The 17-by-14-foot living room has built-in bookcases, a fireplace, and French doors that lead outdoors to a deck used for dining. The room connects to a kitchen and dining area in an open-floor plan. The master bedroom suite is downstairs and has a spacious compartmented bathroom with a linen closet.

Two more rooms upstairs flow off an open landing, an area Mr. Sherrill uses as an office. A naval architect and model boat builder, Mr. Sherrill has filled the space with nautical artifacts. Most treasured are models of two fishing trawlers that he owned in his early days as a commercial fisherman.

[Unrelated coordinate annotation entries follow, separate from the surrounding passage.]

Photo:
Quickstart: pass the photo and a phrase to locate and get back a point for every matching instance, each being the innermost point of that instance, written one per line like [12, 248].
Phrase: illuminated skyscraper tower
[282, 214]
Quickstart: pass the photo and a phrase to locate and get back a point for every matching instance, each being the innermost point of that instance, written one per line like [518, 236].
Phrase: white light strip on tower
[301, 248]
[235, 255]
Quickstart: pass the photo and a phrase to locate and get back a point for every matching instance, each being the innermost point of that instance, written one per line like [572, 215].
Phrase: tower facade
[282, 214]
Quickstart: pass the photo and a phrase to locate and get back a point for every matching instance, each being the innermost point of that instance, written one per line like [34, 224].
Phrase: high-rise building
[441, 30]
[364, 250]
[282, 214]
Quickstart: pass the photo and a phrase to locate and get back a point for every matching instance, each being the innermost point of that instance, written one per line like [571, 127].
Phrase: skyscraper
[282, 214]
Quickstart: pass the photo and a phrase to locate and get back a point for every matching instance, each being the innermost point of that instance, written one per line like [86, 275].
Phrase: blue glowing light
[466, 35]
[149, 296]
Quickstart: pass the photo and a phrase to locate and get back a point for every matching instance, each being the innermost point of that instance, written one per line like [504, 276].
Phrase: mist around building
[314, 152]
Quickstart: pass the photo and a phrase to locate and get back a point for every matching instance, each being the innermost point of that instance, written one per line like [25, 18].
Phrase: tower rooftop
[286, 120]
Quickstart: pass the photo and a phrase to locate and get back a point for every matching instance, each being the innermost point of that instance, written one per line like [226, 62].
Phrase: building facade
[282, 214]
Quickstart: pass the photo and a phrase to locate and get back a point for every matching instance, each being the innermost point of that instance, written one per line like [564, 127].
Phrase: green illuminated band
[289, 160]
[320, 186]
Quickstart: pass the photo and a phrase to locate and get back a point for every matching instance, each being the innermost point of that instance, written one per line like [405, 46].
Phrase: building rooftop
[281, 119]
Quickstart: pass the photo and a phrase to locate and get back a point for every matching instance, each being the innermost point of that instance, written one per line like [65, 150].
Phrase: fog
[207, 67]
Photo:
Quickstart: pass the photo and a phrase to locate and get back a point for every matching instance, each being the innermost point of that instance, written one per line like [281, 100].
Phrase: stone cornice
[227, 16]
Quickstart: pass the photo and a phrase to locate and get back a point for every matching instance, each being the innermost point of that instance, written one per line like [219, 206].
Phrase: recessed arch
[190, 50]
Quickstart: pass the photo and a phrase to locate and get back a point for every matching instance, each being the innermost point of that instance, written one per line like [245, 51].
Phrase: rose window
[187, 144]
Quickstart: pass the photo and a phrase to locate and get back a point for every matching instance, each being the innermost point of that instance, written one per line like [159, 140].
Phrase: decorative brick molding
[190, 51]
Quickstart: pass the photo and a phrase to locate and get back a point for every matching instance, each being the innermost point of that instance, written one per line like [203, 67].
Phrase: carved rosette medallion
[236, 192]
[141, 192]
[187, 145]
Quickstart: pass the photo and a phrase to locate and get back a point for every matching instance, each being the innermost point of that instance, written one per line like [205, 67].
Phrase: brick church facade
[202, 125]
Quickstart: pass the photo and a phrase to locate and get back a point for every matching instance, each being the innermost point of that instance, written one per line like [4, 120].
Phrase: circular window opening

A two-car garage and a studio over it have replaced the workshop Mr. Sherrill had in the other house, where he once built furniture and overhauled boats. The couple shares the double-height studio, which was not in the original plans.

Shared Space

Mr. Sherrill builds his model boats here, and Mrs. Sherrill, a student of the American decorative arts, works on reverse paintings on glass and carefully stenciled trays. Her work requires a dust-free atmosphere, so Mr. Sherrill does all his sanding in the garage.

Spacious, sunny, and informal, the couple call the studio the FROG, (Favorite Room Over Garage). When children and grandchildren visit, everyone congregates here. Mrs. Sherrill misses the large living room of the old house, but says the studio makes up for it.

One of the reasons the scaled-down house is successful is that it is uncluttered.

Of the furnishings, Mrs. Sherrill said, "Everything was too oversized and there was too much of it so we gave almost everything to the children and started from scratch." This included a rare Dominy tall clock.

Family Matters

But many things remain to give the house character. Old photographs, drawings, plates, other things with a family connection hang on a wall. There is an old Dominy candlestand and a rope bed from Mrs. Sherrill's side of the family, Grandma Zenger's high chair is in the dining area, and old Sherrill Dairy milk bottles are in the mud room.

The kitchen has a special touch too. Mrs. Sherrill, who studied quilting, designed the tile work over the stove following an 18th-century basket pattern with a sawtooth edge. Old working decoys from both families sit on cabinet tops.

"Do you know what we did when we first met each other?" Mrs. Sherrill asked a visitor. "We both went home and consulted our copies of Jeannette Rattray's 'East Hampton History and Genealogies.' "

Simpler Life

Mrs. Sherrill is a 13th generation Edwards, a family which, like the Sherrills, was among the village's early settlers. Her husband is of the ninth generation of Sherrills here.

What delights the couple most is that Mrs. Sherrill's grandfather, Herbert Nathaniel (Captain Bert) Edwards, was a friend of Mr. Sher rill's father.

"Isn't that wonderful?" she asked.

"We're very happy here," said Mrs. Sherrill, who is 55 and recently retired from her part-time job at the East Hampton Main Street clothing shop Mark, Fore and Strike, where she designed the windows and interior displays.

"We wanted a simpler life."

Two errors crept into a prior column about the Seegal family's house in the Tyson compound on Further Lane, Amagansett. Perla Gray was a close family friend, not a niece, of Caroline Tyson and the name Baker was used inadvertently rather than Simons in one reference to the house.

The sentence should have read: "In 1991 the Simons house came back on the market and the Seegals leapt for it."